Immune Modulation of EPS from LAB and Bifidobacteria
Apart from the ecological relevance that EPS may have for the producing bacteria and their industrial applications, there is increasing evidence to suggest a role for bifido- and LAB-EPS in the interaction between producing bacteria and the (human) host, and, therefore, exerting an impact on human health. It has been claimed that some EPS reduce cholesterol levels, act as fermentable (prebiotic) substrates for intestinal microbiota and modulate the immune response [55]. However, it is well known that not all EPS are able to improve the technological properties of fermented foods [20] or to promote health benefits [2]. Therefore, the physicochemical characteristics of EPS must be the key parameters determining their biological and functional properties.

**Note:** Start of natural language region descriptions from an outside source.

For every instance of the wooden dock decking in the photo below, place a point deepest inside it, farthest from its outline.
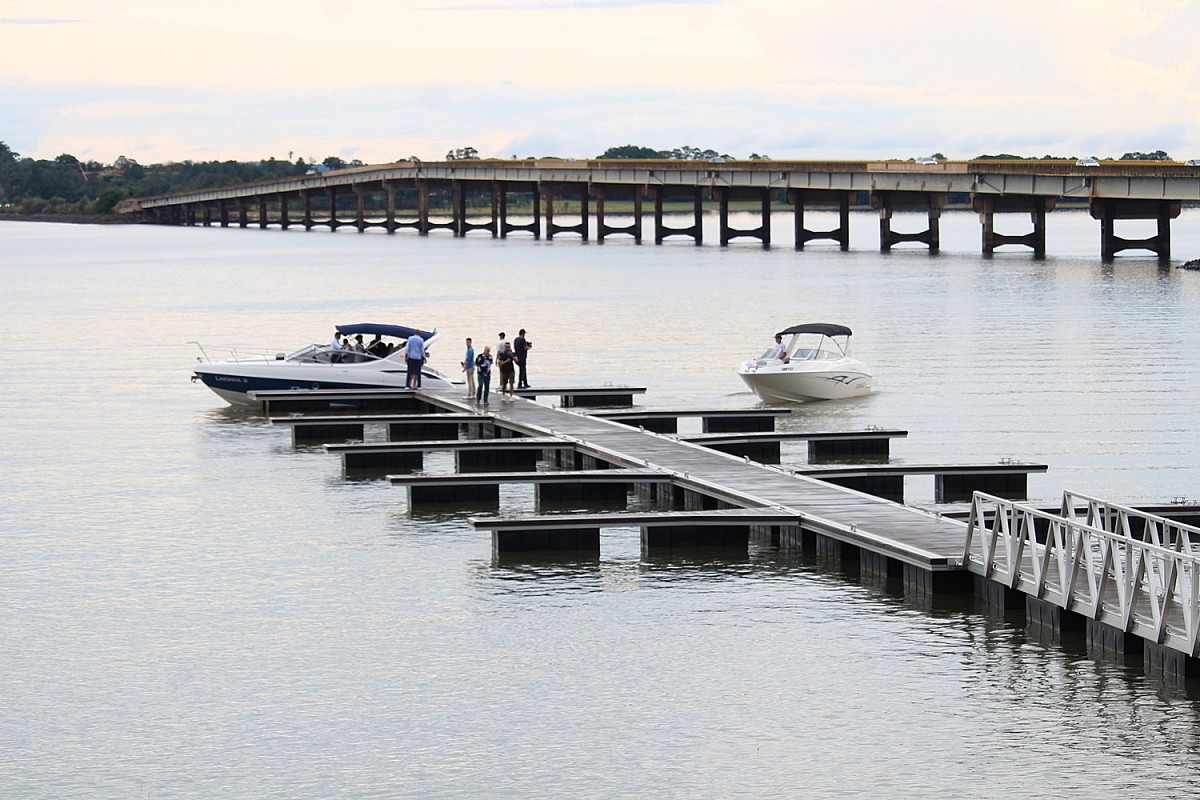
(909, 535)
(723, 500)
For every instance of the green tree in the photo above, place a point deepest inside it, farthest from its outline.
(631, 151)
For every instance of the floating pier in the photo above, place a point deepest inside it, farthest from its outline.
(1129, 578)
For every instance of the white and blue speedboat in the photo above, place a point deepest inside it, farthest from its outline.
(317, 366)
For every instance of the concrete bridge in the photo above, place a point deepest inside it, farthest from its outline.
(427, 197)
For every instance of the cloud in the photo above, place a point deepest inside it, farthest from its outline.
(378, 80)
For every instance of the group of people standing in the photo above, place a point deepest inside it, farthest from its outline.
(510, 359)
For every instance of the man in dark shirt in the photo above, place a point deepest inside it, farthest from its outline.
(521, 349)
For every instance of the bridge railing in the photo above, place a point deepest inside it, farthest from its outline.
(1144, 585)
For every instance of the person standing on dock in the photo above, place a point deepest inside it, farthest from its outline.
(507, 361)
(468, 367)
(484, 364)
(414, 356)
(521, 350)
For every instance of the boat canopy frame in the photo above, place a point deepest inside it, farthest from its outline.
(823, 329)
(377, 329)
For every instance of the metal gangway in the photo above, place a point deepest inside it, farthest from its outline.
(1134, 571)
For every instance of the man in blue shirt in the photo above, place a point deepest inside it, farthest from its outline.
(414, 355)
(468, 366)
(521, 349)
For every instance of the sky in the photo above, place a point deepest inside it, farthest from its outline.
(379, 80)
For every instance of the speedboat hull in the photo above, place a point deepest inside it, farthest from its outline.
(317, 367)
(233, 380)
(814, 365)
(785, 383)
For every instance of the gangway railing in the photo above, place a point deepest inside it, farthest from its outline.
(1131, 522)
(1133, 571)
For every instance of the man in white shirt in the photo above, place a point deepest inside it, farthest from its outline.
(778, 350)
(414, 354)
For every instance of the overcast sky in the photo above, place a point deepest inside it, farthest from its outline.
(383, 79)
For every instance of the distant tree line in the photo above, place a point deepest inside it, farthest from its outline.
(1158, 155)
(66, 185)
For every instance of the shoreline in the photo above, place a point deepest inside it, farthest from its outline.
(78, 218)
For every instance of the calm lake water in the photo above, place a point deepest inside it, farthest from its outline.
(192, 608)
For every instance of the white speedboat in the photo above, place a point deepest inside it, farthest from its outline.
(317, 366)
(814, 365)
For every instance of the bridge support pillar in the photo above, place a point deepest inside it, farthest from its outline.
(1108, 211)
(333, 208)
(389, 192)
(550, 192)
(306, 202)
(360, 208)
(887, 200)
(988, 205)
(761, 233)
(798, 198)
(634, 229)
(533, 227)
(696, 230)
(460, 214)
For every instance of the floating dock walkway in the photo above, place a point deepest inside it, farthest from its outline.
(1131, 578)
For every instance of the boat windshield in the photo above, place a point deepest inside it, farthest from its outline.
(814, 347)
(324, 354)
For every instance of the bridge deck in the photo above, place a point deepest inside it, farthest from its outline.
(906, 534)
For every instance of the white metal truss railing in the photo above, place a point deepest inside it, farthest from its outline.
(1144, 585)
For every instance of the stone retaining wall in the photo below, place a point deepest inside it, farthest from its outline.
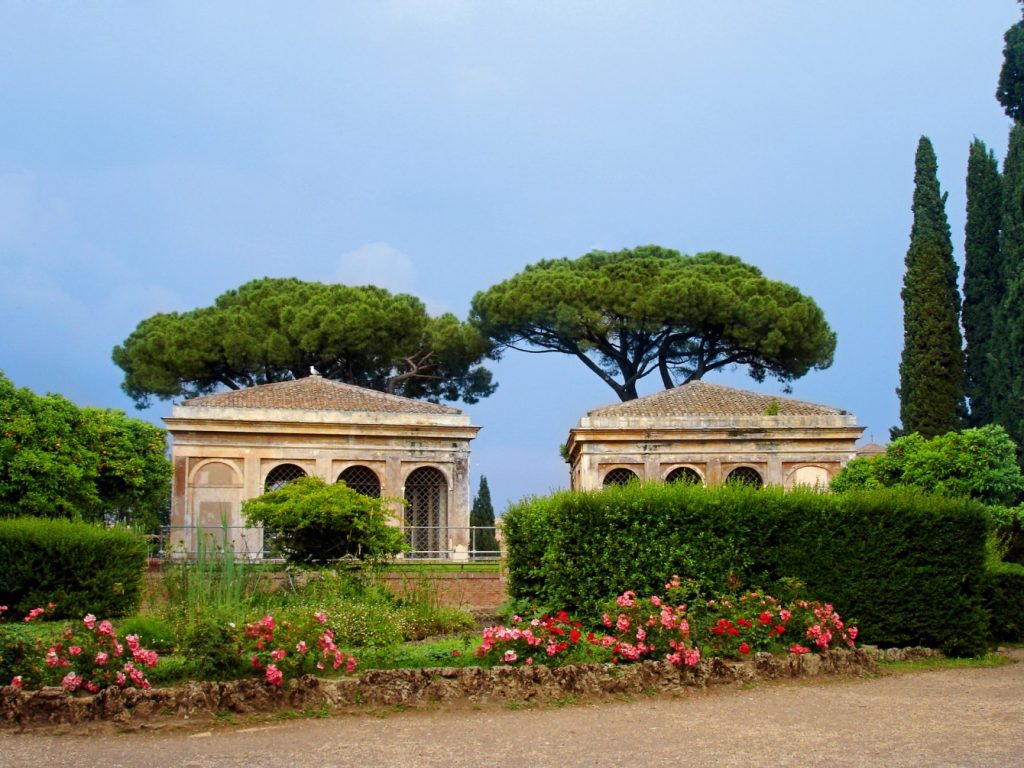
(375, 688)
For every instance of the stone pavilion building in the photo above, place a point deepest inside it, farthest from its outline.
(233, 445)
(709, 433)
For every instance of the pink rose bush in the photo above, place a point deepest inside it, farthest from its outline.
(91, 657)
(734, 627)
(668, 629)
(284, 650)
(650, 628)
(547, 639)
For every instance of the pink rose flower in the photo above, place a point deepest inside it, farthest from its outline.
(273, 675)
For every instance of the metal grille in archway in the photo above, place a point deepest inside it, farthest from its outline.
(620, 476)
(281, 476)
(747, 476)
(684, 474)
(426, 513)
(361, 480)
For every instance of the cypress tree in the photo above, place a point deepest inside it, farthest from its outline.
(1008, 338)
(983, 284)
(931, 370)
(1010, 92)
(482, 514)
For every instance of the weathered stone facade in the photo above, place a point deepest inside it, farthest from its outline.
(707, 433)
(235, 445)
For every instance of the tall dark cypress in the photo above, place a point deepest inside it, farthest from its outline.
(1008, 337)
(481, 517)
(983, 281)
(931, 370)
(1010, 92)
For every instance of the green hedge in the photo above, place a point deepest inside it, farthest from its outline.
(908, 567)
(1005, 601)
(81, 567)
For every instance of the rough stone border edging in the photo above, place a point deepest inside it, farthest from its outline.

Several works in the literature report the ability of EPS synthesised by LAB and bifidobacteria to elicit immune responses (Table 2). In an attempt to correlate some physicochemical traits of EPS with their immune-modulating capability, we have detected two association patterns. First, it seems that acidic HePS, which are characterised as having phosphate (i.e. negative charge) in their composition, are good inducers of the immune response. This fact was illustrated by the HePS synthesised by LAB used as starters in the dairy food industry, such as the strain Lactococcus lactis subsp. cremoris KSV20 involved in the manufacture of the Scandinavian fermented milk viili. The viilian-HePS was able to induce the synthesis of IFNγ and IL-1α in mouse spleen macrophages cultivated in vitro [25]. The repeating unit of KSV20 HePS is a pentasaccharide composed of glucose–galactose–rhamnose in the ratio of 2:2:1, with the side chain α-d-galactopyranose substituted with PO4 − [42]. Similarly, Lb. delbrueckii subsp. bulgaricus OLL-1073-R1 synthesises an HePS composed of two fractions, acidic and neutral, both containing glucose and galactose (ratio 3:2) but the acid fraction additionally having 0.1 % PO4− [67]. The acid fraction was a strong inducer of proliferation and activity of different macrophages, whereas the neutral fraction was not able to elicit stimulation [26, 44]. Furthermore, the same authors have proved that phosphate was the molecule triggering the immune response, since the chemical dephosphorylation of this HePS encompasses a reduction in the stimulatory effect [26]. The relevant role of PO4 − in immune stimulation was also proven using the α-glucan HoPS (dextran) synthesised by Leuconostoc mesenteroides as a model. When dextran was chemically phosphorylated, the proliferation of lymphocyte subsets from the murine spleen, as well as the gene expression of IFNγ and IL-10, directly augmented with the phosphate content [61].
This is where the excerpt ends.